The DNA methylation and expression levels of PHYHD1, LTBR, MYBPHL, C22orf42, PRR5, ANKDD1A, RAB13, CAMKV, KIFC3, WNT4 and STAT6 are associated with tumor invasion, and these genes may become the potential genes for targeted therapy.


Pituitary adenomas (PA) are benign neuroendocrine tumors arising from adenohypophyseal cells and account for 10–15% of all primary intracranial neoplasms [1, 2]. Compared with functioning pituitary adenoma (FPA), clinically non-functioning pituitary adenoma (NFPA) often shows no specific serum hormone changes [3]. When the mass effect appears, it is possible that the tumor may have surrounded the internal carotid artery and invaded the cavernous sinus, which is the main cause of residual tumor and postoperative regrowth [4].

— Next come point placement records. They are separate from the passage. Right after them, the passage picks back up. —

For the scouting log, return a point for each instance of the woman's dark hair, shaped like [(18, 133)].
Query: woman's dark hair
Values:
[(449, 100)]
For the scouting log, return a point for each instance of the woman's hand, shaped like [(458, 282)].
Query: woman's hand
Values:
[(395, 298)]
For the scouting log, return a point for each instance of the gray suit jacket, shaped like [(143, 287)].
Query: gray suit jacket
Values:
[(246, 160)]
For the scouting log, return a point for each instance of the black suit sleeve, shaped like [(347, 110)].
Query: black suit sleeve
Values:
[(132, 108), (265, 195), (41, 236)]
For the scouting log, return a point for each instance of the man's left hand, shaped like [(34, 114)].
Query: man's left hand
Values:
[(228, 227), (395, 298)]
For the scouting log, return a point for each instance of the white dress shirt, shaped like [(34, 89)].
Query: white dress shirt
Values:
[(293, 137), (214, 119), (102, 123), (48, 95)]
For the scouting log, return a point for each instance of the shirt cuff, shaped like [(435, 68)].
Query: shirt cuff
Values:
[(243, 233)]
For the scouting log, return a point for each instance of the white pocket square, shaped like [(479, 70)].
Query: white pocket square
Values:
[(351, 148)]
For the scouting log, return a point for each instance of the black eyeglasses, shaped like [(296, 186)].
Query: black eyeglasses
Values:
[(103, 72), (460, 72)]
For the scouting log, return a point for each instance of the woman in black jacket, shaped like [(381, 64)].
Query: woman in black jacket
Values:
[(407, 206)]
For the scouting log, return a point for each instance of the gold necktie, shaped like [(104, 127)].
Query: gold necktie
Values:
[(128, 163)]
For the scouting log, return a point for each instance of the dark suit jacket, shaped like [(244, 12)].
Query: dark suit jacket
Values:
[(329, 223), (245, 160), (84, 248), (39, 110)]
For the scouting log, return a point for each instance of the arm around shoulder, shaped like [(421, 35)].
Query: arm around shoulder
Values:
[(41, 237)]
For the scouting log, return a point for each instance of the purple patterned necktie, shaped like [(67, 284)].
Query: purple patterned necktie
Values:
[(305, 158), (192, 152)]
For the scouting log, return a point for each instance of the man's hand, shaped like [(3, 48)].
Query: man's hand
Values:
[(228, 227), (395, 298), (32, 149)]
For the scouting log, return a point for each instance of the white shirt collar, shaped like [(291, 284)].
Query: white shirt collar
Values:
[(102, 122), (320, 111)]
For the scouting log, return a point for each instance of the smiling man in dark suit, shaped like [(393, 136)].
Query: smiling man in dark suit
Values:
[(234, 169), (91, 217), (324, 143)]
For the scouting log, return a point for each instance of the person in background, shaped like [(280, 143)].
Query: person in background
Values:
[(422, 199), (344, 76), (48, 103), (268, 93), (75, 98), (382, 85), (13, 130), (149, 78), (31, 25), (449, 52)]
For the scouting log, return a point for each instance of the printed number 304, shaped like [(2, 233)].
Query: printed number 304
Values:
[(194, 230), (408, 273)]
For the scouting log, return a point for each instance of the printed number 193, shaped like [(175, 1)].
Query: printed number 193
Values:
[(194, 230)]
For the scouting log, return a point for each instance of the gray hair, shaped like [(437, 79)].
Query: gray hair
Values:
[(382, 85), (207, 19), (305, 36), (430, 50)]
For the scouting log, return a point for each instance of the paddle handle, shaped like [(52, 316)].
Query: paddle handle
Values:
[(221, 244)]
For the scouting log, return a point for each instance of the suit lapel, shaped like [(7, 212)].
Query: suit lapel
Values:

The overall rate of tumor invasion into the cavernous sinus is 35%, and the understanding of the mechanisms underlying the pituitary adenoma invasiveness is still far from comprehensive [5]. Nevertheless, studies have indicated that the pituitary tumorigenesis and tumor invasiveness may not be driven by gene mutations [6, 7] but rather by other regulatory mechanisms. Abnormalities of DNA methylation status of cytosine phosphate guanosine (CpG) islands in gene promoter regions are recognized to play a key role in regulating transcription and are closely associated with diverse diseases [8,9,10,11]. For example, some studies have reported methylation status alterations in NFPA tumorigenesis, but failed to uncover the changes in methylation involved in tumor invasiveness [12, 13]. Although these studies have identified the methylation changes in NFPA, limited work have been performed to connect these changes with whole-transcriptome changes. Furthermore, the blueprint of epigenetics cooperating with the transcriptome in NFPA has not been fully evaluated.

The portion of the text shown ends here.